Essa postura não é ignorância — é estratégia. Ao desacreditar a ciência e atacar ambientalistas, governos extremistas abrem espaço para projetos econômicos baseados na destruição: desmatamento, garimpo ilegal, petróleo, agronegócio predatório. Ganhos imediatos para poucos, perdas irreparáveis para todos.

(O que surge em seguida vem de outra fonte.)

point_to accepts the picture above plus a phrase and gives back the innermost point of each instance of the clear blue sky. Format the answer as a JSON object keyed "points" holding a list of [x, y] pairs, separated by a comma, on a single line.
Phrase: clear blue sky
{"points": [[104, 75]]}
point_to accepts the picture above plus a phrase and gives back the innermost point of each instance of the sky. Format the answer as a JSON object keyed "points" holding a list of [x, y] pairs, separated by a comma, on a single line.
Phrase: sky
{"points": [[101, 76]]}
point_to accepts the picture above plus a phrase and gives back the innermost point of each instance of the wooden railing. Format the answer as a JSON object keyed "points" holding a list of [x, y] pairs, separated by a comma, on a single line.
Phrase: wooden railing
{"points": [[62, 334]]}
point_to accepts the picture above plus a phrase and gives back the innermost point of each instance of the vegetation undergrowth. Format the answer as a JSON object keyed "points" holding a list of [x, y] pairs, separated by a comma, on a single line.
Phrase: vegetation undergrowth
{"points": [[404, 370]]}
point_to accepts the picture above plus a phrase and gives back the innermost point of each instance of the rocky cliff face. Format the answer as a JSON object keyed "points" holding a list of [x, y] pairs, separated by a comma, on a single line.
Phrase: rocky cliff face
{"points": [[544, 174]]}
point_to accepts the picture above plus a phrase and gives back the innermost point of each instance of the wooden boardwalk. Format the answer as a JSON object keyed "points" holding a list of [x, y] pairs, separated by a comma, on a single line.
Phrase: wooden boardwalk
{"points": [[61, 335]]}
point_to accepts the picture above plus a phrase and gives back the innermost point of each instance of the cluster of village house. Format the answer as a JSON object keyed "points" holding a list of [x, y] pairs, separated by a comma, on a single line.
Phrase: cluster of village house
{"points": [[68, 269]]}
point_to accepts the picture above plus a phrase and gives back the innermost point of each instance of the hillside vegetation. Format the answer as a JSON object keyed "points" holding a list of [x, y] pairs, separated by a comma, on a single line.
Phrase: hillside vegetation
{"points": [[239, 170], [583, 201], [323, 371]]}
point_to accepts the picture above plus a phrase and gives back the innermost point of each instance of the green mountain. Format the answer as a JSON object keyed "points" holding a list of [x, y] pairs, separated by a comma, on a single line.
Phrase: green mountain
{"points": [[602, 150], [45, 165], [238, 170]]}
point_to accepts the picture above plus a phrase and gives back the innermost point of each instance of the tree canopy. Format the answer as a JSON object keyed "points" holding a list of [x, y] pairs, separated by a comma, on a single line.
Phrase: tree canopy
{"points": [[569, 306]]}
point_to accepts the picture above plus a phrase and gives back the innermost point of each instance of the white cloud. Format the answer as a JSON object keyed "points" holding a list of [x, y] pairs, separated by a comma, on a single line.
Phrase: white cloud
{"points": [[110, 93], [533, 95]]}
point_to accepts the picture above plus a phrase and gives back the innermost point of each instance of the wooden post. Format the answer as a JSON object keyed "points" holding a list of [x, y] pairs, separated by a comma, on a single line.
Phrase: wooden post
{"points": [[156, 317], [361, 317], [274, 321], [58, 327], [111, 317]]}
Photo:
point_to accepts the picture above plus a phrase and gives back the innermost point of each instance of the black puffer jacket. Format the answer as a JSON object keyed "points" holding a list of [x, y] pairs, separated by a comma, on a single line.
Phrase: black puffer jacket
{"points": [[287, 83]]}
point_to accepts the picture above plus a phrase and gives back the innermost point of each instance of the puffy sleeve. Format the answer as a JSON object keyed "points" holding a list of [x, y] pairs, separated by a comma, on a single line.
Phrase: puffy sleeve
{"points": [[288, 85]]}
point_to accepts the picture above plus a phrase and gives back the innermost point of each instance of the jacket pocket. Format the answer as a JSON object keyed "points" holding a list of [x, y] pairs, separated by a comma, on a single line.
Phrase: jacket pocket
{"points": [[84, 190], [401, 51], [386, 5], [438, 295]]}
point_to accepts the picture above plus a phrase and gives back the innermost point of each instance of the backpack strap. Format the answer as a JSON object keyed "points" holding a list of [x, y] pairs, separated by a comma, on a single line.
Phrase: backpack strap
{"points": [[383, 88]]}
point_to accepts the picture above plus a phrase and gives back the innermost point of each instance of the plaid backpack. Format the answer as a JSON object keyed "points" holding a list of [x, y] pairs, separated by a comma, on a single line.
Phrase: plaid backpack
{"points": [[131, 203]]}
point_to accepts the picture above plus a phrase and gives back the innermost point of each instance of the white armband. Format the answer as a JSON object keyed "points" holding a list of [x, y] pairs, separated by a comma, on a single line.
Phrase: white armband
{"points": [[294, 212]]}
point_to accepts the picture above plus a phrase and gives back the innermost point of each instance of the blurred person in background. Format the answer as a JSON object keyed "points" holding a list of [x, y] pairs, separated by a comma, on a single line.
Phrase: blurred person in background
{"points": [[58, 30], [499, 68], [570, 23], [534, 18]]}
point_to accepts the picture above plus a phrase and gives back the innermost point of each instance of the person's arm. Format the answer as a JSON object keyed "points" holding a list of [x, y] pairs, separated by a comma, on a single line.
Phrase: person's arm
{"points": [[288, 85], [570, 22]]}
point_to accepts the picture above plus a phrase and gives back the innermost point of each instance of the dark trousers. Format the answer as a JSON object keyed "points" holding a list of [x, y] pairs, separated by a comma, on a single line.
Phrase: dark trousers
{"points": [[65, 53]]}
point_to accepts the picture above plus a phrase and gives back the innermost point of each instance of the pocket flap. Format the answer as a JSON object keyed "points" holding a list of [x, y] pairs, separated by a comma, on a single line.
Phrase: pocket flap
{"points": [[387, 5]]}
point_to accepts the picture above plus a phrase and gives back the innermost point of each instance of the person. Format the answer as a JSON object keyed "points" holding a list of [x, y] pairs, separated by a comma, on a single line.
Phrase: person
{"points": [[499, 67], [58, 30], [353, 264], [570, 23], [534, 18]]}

O multilateralismo é descartado em nome do isolacionismo
O enfrentamento da crise climática exige cooperação global. Poluição, escassez hídrica, migrações climáticas — nada disso respeita fronteiras. Mas a extrema-direita opera por uma lógica oposta: nacionalismo, fechamento e desconfiança dos pactos internacionais.

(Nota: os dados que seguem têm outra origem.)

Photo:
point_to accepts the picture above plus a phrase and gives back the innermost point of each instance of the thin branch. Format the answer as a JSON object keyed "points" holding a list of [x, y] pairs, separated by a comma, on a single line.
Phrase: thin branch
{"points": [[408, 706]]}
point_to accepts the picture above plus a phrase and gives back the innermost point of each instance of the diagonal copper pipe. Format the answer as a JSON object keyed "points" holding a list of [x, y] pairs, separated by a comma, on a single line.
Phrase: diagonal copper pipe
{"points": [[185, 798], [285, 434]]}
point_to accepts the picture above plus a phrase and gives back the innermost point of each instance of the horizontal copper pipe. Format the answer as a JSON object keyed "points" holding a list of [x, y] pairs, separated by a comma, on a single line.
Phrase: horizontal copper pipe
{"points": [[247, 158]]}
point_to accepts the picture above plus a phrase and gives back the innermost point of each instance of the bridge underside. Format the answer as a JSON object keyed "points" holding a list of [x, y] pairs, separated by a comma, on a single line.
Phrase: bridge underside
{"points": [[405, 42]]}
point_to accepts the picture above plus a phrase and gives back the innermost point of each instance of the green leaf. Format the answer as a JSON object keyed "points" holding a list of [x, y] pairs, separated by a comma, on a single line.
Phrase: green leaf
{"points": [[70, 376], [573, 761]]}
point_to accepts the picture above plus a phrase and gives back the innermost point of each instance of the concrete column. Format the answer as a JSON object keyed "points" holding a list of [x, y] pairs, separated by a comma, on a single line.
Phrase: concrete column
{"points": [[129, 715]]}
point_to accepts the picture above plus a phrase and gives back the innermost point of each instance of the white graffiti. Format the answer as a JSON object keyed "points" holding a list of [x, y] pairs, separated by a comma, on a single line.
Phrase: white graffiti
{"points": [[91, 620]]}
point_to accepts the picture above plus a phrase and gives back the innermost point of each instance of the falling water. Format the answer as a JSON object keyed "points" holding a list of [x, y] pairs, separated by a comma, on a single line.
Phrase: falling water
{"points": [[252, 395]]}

A Organização das Nações Unidas (ONU) é demonizada, os acordos multilaterais são tratados como ameaça à soberania. O Acordo de Paris vira “fraude”. Os Objetivos de Desenvolvimento Sustentável (ODS) são ignorados. E com isso, a governança ambiental global é enfraquecida ou paralisada.
Sem coordenação internacional, não há solução real para problemas que são, por definição, planetários.
Chamam de “liberdade econômica”, mas é devastação pura
Em nome do crescimento econômico, governos de extrema-direita impulsionam a liberação geral: da terra, dos rios, das leis. O discurso é conhecido — “ou protegemos o meio ambiente, ou geramos emprego”. Trata-se de uma falsa escolha.
A prática mostra o contrário. Onde essa política avança, o que cresce é o desmatamento, a grilagem, o trabalho escravo, o envenenamento de territórios, o conflito armado no campo. A ideia de “progresso” vira um pretexto para um modelo econômico colonial, violento e insustentável.
Defender a natureza virou crime
Para garantir que esse projeto perverso avance, a crítica precisa ser silenciada. Cientistas são desacreditados. Ativistas, perseguidos e com certa frequência mortos. ONGs são ameaçadas. Povos indígenas e comunidades tradicionais são tratados como obstáculos ao “desenvolvimento”.
O assassinato do indigenista Bruno Pereira e do jornalista britânico Dom Phillips na Amazônia não foi um episódio isolado. Foi um retrato cruel de como a defesa do meio ambiente se tornou uma atividade de alto risco, especialmente em regimes que normalizam o ódio e protegem interesses criminosos.
Essa lógica se repete em outros países governados pela extrema-direita. E a tendência é de piora.
Um planeta insustentável é também uma sociedade autoritária
Sustentabilidade não é só clima. É também justiça social, igualdade, saúde pública, educação e democracia. E todos esses pilares são corroídos quando a extrema-direita assume o poder.
O corte de direitos, o ataque às minorias, a militarização da política e o ódio às instituições fazem parte de um projeto que desorganiza a vida em comum e destrói o meio ambiente ao mesmo tempo. É a política do colapso, e ela avança sob a capa de slogans patrióticos e promessas falsas.
A crise climática não é um cenário futuro. Ela já começou. E cada ano perdido com negacionismo e atraso é um ano roubado das próximas gerações.
Não se trata apenas de combater o aquecimento global com tecnologia e políticas públicas. É preciso barrar o avanço político de forças que lucram com a destruição e punem quem tenta evitá-la. A luta pelo meio ambiente hoje é também uma luta pela liberdade, pela ciência e pela dignidade humana.
Porque não haverá futuro sustentável sem democracia. E não haverá democracia num planeta morto.
Maria Luiza Falcão Silva é economista (UFBa), MSc pela Universidade de Wisconsin – Madison; PhD pela Universidade de Heriot-Watt, Escócia. É pesquisadora nas áreas de economia internacional, economia monetária e financeira e desenvolvimento. É membro da ABED. Integra o Grupo Brasil-China de Economia das Mudanças do Clima (GBCMC) do Neasia/UnB. É autora de Modern Exchange-Rate Regimes, Stabilisation Programmes and Co-ordination of Macroeconomic Policies: Recent experiences of selected developing Latin American economies, Ashgate, England/USA.